# GASPARI NUTRITION PLASMAJET ( does it work?)



## Cane (Oct 7, 2009)

A friend was telling me about this product and he said he was sold. 
Im not quick to jump on the band wagon so has any individual on this forum tried this product? 
Just curious to see if anyone has had positive/negative effects while on this product 
thanks for the help!


----------



## MilesMac (Oct 13, 2009)

**** yes it works! I took it for one month, then a month off and now have been on it for almost 1 more whole month. I take it 30 mins before workout. You can really feel when it hits you, it hits hard! They reccomend 2 to 2 1/2 hours pre workout but it was hitting me way before that. Anyways I get crazy pumps and vasularity with this stuff! You can really feel the blood flowing. Also I am totally focused, and ready for insane workouts every time! I stack it with sp250 and that seems to be the perfect combination for me!


----------



## Marat (Oct 13, 2009)

It's a typical arginine/glycerol formula.

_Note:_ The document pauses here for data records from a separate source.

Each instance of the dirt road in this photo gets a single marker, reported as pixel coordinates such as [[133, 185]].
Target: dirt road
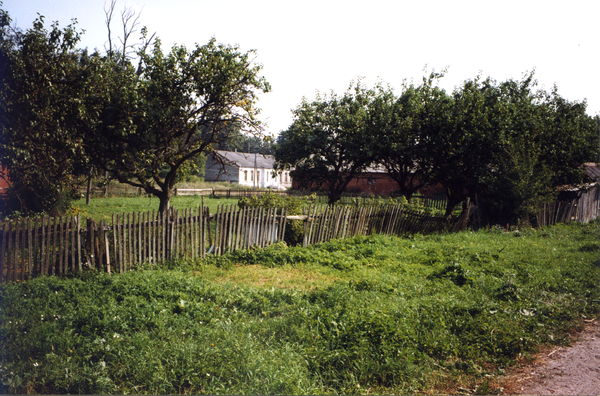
[[571, 370]]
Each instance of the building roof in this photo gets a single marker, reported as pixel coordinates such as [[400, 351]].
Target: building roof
[[247, 160]]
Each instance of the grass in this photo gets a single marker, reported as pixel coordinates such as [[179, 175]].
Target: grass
[[362, 315]]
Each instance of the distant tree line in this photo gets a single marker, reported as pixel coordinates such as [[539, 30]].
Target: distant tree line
[[142, 116], [508, 144]]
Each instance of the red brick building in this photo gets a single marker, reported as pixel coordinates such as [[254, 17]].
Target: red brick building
[[377, 181]]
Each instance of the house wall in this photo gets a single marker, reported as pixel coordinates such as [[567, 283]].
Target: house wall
[[214, 172], [264, 178]]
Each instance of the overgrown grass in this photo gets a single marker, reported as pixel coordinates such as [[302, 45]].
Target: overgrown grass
[[362, 315], [102, 209]]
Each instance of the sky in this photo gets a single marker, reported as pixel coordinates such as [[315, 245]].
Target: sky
[[322, 46]]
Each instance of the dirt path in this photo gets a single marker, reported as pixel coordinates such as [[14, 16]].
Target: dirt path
[[571, 370]]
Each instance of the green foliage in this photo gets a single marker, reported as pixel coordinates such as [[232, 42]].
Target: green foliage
[[44, 83], [398, 313], [172, 109], [328, 143]]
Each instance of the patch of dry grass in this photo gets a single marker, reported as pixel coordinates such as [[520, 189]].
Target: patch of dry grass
[[264, 277]]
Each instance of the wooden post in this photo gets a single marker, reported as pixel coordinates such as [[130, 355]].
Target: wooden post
[[3, 253], [106, 249]]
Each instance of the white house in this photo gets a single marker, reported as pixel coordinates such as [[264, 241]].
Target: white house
[[246, 169]]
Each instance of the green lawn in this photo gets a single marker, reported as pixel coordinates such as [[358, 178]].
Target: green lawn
[[362, 315]]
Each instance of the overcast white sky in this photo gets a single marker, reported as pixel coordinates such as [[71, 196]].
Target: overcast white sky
[[309, 46]]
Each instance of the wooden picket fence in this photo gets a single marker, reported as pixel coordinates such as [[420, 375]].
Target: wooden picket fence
[[56, 246], [324, 222], [582, 209]]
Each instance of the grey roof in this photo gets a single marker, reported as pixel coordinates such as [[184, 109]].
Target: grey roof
[[247, 160]]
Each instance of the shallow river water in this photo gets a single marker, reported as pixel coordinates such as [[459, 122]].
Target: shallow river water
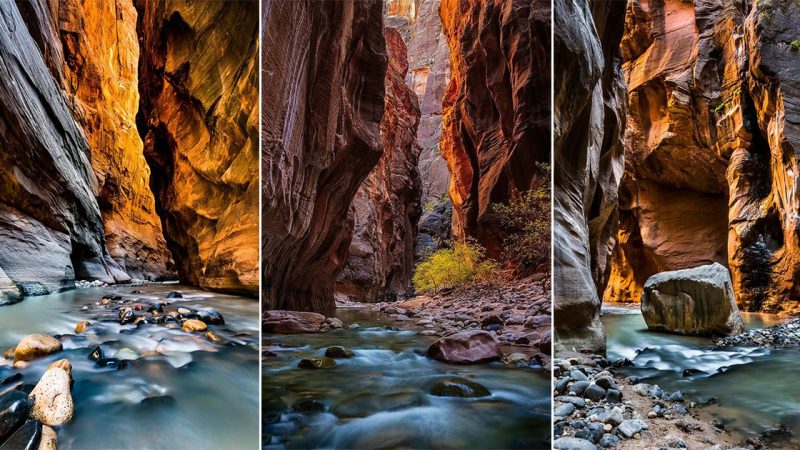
[[192, 394], [380, 397], [756, 388]]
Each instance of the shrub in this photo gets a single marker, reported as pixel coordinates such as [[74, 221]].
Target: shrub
[[458, 265], [525, 221]]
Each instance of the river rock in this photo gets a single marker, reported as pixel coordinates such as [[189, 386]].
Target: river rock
[[292, 322], [194, 325], [466, 347], [317, 363], [52, 399], [27, 437], [82, 326], [338, 352], [696, 301], [14, 406], [459, 387], [49, 440], [36, 346]]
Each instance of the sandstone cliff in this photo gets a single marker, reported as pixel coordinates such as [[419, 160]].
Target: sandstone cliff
[[496, 109], [198, 81], [710, 147], [589, 102], [386, 207], [51, 226], [323, 75]]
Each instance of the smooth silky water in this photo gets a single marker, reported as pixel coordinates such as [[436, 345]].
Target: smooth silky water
[[194, 394], [756, 388], [380, 397]]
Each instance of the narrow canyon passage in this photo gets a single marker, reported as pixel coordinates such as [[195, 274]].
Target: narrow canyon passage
[[395, 135], [676, 207]]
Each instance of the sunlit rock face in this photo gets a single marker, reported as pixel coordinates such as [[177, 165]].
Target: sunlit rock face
[[386, 208], [198, 114], [51, 228], [710, 147], [324, 65], [100, 76], [589, 108], [496, 109]]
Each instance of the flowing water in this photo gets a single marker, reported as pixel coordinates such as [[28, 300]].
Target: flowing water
[[380, 397], [192, 394], [756, 388]]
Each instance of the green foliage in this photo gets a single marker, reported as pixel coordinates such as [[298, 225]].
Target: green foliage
[[526, 222], [459, 265]]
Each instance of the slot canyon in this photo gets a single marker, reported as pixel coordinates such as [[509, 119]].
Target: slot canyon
[[130, 134], [395, 134]]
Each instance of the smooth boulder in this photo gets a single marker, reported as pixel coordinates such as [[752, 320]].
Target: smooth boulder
[[36, 346], [466, 347], [696, 301], [52, 398], [292, 322]]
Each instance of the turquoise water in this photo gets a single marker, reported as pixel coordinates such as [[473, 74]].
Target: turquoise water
[[380, 398], [757, 389], [193, 394]]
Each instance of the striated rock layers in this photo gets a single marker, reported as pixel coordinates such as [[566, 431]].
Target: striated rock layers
[[496, 109], [711, 147], [199, 118], [386, 207], [589, 101], [323, 66], [51, 227]]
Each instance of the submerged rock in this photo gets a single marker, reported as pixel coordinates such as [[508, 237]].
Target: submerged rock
[[466, 347], [316, 363], [338, 351], [36, 346], [292, 322], [27, 437], [459, 387], [696, 301], [52, 399]]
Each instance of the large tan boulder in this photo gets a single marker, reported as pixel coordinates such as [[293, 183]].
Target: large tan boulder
[[36, 346], [696, 301], [52, 398]]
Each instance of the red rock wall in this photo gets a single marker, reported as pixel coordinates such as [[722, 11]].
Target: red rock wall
[[709, 157], [199, 118], [589, 108], [496, 110], [386, 207], [323, 67]]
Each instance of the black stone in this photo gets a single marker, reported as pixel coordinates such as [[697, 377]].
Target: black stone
[[27, 437], [14, 407]]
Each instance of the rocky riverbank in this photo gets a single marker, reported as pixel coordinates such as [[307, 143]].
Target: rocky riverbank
[[594, 406]]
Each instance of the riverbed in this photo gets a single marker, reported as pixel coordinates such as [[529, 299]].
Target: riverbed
[[184, 392], [380, 398], [754, 389]]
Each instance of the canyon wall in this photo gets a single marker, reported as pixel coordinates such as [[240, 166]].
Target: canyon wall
[[323, 73], [589, 108], [52, 208], [711, 147], [386, 207], [198, 82], [496, 108]]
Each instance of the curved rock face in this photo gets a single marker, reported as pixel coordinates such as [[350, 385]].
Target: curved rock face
[[51, 226], [386, 207], [104, 98], [589, 112], [199, 118], [711, 147], [323, 66], [697, 301], [496, 110]]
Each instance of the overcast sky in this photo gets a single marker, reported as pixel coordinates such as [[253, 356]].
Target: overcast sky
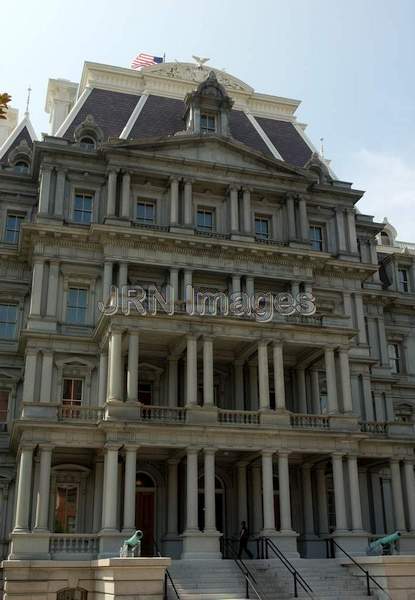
[[349, 61]]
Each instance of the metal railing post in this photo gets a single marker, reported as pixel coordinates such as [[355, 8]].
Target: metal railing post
[[369, 593]]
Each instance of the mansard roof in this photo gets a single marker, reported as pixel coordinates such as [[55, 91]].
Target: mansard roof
[[24, 132], [164, 116]]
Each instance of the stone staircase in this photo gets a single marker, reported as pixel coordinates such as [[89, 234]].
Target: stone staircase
[[222, 580], [207, 580]]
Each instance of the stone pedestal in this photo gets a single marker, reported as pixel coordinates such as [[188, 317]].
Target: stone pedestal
[[107, 579], [26, 546], [110, 543], [286, 542], [354, 542], [201, 546]]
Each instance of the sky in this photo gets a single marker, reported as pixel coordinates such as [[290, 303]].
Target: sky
[[350, 62]]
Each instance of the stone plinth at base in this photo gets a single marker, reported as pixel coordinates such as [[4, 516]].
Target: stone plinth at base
[[104, 579], [286, 541], [396, 574], [354, 542], [201, 546]]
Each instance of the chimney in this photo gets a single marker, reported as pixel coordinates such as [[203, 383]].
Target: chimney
[[60, 98], [8, 124]]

This is my preferred NO product:
http://www.ironmagazineforums.com/lg-sciences/91357-lg-sciences-cold-fusion.html


----------



## KenEm (Oct 13, 2009)

Spend your money how you want, but N.O. products are essentially BS.  Yes, they make you feel pumped temporarily.  No, they don't build muscle.


----------



## Marat (Oct 13, 2009)

KenEm said:


> Yes, they make you feel pumped temporarily.  No, they don't build muscle.



This is true. 

However, whether or not one wants to pay for the pump is one's own decision.


----------



## KenEm (Oct 13, 2009)

Fair enough.  To each his own!



m11 said:


> This is true.
> 
> However, whether or not one wants to pay for the pump is one's own decision.


----------